Des pas lourds résonnèrent à travers la forêt, suivis d'un ronronnement sourd, presque mécanique.
Lyria sentit un frisson la parcourir.
Cette fois, ce n'était pas la peur qui l'envahissait. C'était une colère brûlante, une rage qu'elle n'avait pas ressentie depuis des années.
Elle connaissait ce bruit, cette vibration sinistre qui faisait trembler le sol sous ses pieds.
Les machines de Vëlia.
« Pas maintenant... » murmura-t-elle, ses doigts se crispant autour de son épée.
Kaelen, toujours concentré, jeta un rapide coup d'œil vers elle.
« Nous devons les arrêter ici, avant qu'ils n'atteignent le sanctuaire. »
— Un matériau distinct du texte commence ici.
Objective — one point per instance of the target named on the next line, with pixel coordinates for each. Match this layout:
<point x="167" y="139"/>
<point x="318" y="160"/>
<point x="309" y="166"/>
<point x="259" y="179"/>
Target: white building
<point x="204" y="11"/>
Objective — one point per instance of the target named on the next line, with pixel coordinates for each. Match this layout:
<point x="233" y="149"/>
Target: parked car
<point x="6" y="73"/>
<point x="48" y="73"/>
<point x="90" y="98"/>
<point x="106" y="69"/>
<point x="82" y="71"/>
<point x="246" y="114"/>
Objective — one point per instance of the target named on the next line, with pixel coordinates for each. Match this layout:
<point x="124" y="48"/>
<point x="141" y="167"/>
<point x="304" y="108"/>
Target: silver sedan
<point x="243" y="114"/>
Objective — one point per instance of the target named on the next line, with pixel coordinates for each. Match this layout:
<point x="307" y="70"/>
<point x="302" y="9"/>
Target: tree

Lyria hocha la tête, sentant l'adrénaline monter en elle. Ils n'avaient pas le choix. Si les machines atteignaient le sanctuaire, la prophétie et leur dernière chance de sauver Eryndor seraient réduites en poussière. La forêt ne survivrait pas à un nouvel assaut.
Les premières silhouettes émergèrent des ombres. Les machines de fer, massives et terrifiantes, roulaient entre les arbres, broyant tout sur leur passage. Leurs lames rotatives scintillaient sous la lumière des étoiles.
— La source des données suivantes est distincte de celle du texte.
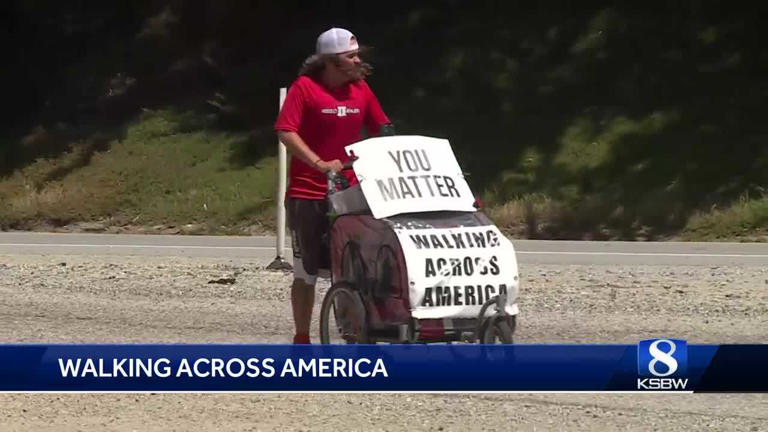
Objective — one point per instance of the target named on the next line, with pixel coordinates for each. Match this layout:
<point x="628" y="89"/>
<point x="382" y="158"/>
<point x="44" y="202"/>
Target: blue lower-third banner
<point x="650" y="365"/>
Derrière elles, les soldats humains, armés de fusils et protégés par leurs lourdes armures de métal, avançaient d'un pas résolu, insensibles à la beauté de la forêt qu'ils détruisaient.
Lyria se prépara, son épée dansante entre ses mains. Les souvenirs de la dernière guerre lui revinrent en mémoire avec une brutalité foudroyante.
Elle avait affronté ces mêmes machines, ces mêmes soldats, et avait vu son peuple être décimé par leur implacable efficacité. Mais aujourd'hui, il n'y avait pas de place pour le chagrin. Aujourd'hui, elle devait se battre.
Kaelen fut le premier à frapper. Le prince vampire se déplaça à une vitesse fulgurante, un flou presque imperceptible pour les yeux humains.
Il bondit sur la première machine, sa lame tranchant les tuyaux d'alimentation en une fraction de seconde. Des étincelles jaillirent dans l'air, et l'engin s'effondra dans un fracas de métal brisé.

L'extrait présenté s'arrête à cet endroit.